Author Response File: Author Response.docx

Reviewer 2 Report

This study evaluates hip fracture surgery timing and mortality in a tertiary hospital. The topic is interesting and actual. Time from hospital admission to surgery has an impact in mortality rates after hip fracture. However, optimize patient to surgery is also essential and it seems not to increase mortality rates. 

The results obtained are clearly presented and according to the methods. In my opinion there are others factors that have an influence in hip fracture mortality like mental state, level of mobility, early mobilisation, hospital re-admission. And maybe these factors influenced the rate of mortality between  day and night operation. Authors should include all factors related to hip mortality and compare them among both groups.

 

 

 

 

 

Author Response

This study evaluates hip fracture surgery timing and mortality in a tertiary hospital. The topic is interesting and actual. Time from hospital admission to surgery has an impact in mortality rates after hip fracture. However, optimize patient to surgery is also essential and it seems not to increase mortality rates. 

The results obtained are clearly presented and according to the methods. In my opinion there are others factors that have an influence in hip fracture mortality like mental state, level of mobility, early mobilisation, hospital re-admission. And maybe these factors influenced the rate of mortality between  day and night operation. Authors should include all factors related to hip mortality and compare them among both groups.

Response: Thank you for these comments and suggestions. We agree that there are other factors that may be impacting mortality rate amongst this study population. Regarding mental state, we have edited the manuscript to now include delirium on presentation (Table 1, page 4). We believe this is an important edition to the manuscript and appreciate the suggestion. However, there was no significant difference between the day and night groups (10.7% vs. 10.2%, p=0.917). Furthermore, delirium was not associated with 90-day mortality (p=0.619).

Level of mobility would also be an interesting variable to analyze, but unfortunately our database does not possess this information. Therefore, we have added the following statement to the limitations section, “It is also acknowledged that patient level of mobility prior to hip fracture would be an additional variable worth controlling for, however, due to data collection limitations this could not be considered.” (lines 206-208). Conversely, early mobilization is part of our standardized hip fracture protocol, which includes weight bearing and ambulation of the first postoperative day – this aspect of the protocol was described in our original submission (lines 70-76).

Lastly, hospital readmission rates were compared between the day and night cohorts (page 6, Table 4). Overall, there was no difference in return to hospital in 90 days between day and night surgeries (32.2% vs. 40.8%, p=0.287), but there was a significant difference seen in return to hospital in 50 days (19.0% vs. 34.7%, p=0.029).
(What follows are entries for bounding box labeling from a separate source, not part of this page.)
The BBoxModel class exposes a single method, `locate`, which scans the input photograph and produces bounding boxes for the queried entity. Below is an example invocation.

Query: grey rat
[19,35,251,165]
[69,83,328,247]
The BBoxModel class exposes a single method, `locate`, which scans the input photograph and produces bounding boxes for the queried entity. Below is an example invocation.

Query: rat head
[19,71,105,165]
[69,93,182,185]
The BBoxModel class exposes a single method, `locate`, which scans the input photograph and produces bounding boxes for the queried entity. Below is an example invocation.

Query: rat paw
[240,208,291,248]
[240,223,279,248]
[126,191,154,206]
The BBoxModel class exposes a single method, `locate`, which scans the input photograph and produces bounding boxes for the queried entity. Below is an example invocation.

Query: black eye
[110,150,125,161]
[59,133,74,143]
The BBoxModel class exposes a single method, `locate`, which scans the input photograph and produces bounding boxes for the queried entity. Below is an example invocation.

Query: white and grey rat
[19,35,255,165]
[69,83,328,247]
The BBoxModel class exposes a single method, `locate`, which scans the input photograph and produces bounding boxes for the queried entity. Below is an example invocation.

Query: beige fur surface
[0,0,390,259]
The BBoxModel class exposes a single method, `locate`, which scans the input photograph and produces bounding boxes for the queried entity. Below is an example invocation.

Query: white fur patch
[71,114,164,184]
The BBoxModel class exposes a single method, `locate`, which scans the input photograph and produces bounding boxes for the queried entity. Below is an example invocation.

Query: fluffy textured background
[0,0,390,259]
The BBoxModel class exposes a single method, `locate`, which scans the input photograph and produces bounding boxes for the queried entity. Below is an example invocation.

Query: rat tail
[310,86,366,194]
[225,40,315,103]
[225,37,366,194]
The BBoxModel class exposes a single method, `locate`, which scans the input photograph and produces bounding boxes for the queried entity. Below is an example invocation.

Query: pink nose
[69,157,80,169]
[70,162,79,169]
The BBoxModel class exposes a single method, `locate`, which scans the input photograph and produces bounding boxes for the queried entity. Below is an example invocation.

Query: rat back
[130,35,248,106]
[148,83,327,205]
We do not believe that this necessarily is a contributor to mortality but rather an additional marker of morbidity associated with night surgery.

Author Response File: Author Response.docx

Round 2

Reviewer 1 Report

Thank you for responding to the comments. Just I recommend using "A case control study" than "based on case control study".

Author Response

Thank you for this suggestion. We have altered the title to "A Case-Control Study of Hip Fracture Surgery Timing and Mortality At An Academic Hospital: Day Surgery May Be Safer Than Night Surgery". We believe this reads much better and makes the methodology very explicit. 

Author Response File: Author Response.docx

Reviewer 2 Report

Thank you very much for your answer. It is a pity that you do not have recorded the level of mobility in hip fracture patients. I recommend you to start recording it and continue with your research in the influence of hip fracture timing in mortality. It helps to have more information about the best moment for the hip surgery.

Author Response

Thank you for this comment. We agree it is unfortunate that we have not routinely collected this data. It would surely aid this study and future hip fracture studies. To that point, we agree with your advice and plan to start recording it as we move forward.